The Fisher and Western are. The SnowEx is different. I'm not sure if SnowEx has an equivalent one to the Fisher/Western (I assume they do) but the helix one definitely is different.


----------



## Mark Oomkes (Dec 10, 2000)

But the helix can spread 1,000 tonnes a night?


----------



## cwren2472 (Aug 15, 2014)

Mark Oomkes said:


> But the helix can spread 1,000 tonnes a night?


So I'm told


----------



## cwren2472 (Aug 15, 2014)

cwren2472 said:


> The Fisher and Western are. The SnowEx is different. I'm not sure if SnowEx has an equivalent one to the Fisher/Western (I assume they do) but the helix one definitely is different.


Correction - I checked the SnowEx website and it doesn't look like they do - it looks like the Helix *HELIXX™* is the only option. Weird.


----------



## grnleafgrnscape (Nov 30, 2013)

So it's the Helixx that spreads 1,000s of tonnes a night.
Must be the extra x that does it


----------



## Kinport (Jan 9, 2020)

Having never ran a helix/auger style salter, I’m out of my lane a bit here, but I think the conveyor style drag chains will move more material faster, be less likely to bind in nasty material, and throw a wider variety/size of materials. The trade off is the chain has more moving parts to go bad and will require more maintenance than the auger.

if it was me, and I was just throwing clean bagged material like you said, I’d get the helix so I had less maintenance.


----------



## Mark Oomkes (Dec 10, 2000)

Kinport said:


> Having never ran a helix/auger style salter, I’m out of my lane a bit here, but I think the conveyor style drag chains will move more material faster, be less likely to bind in nasty material, and throw a wider variety/size of materials. The trade off is the chain has more moving parts to go bad and will require more maintenance than the auger.

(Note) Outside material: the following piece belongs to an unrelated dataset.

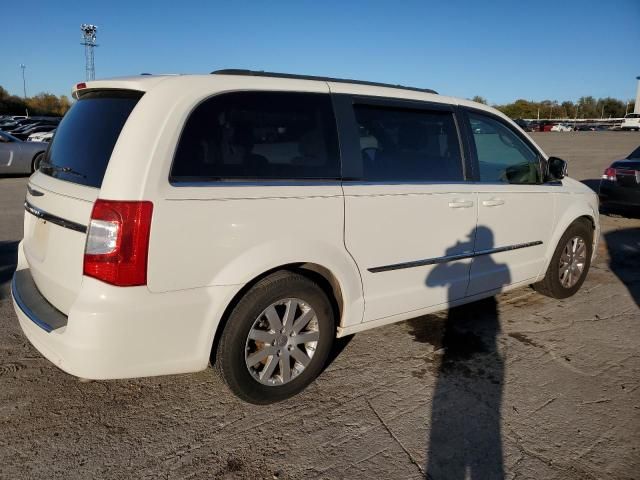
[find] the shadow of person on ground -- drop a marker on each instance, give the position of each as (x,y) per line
(624,258)
(8,261)
(465,439)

You are correct with all points. 

I'd still go with the conveyor chain. I know my one and only experience with an auger feed was worse than a Furd 6.0, but I ran it enough to realize even cranked all the way up...you just can't get more product out. Most or all conveyor feed have an adjustable gate if you really want to pour it out.


----------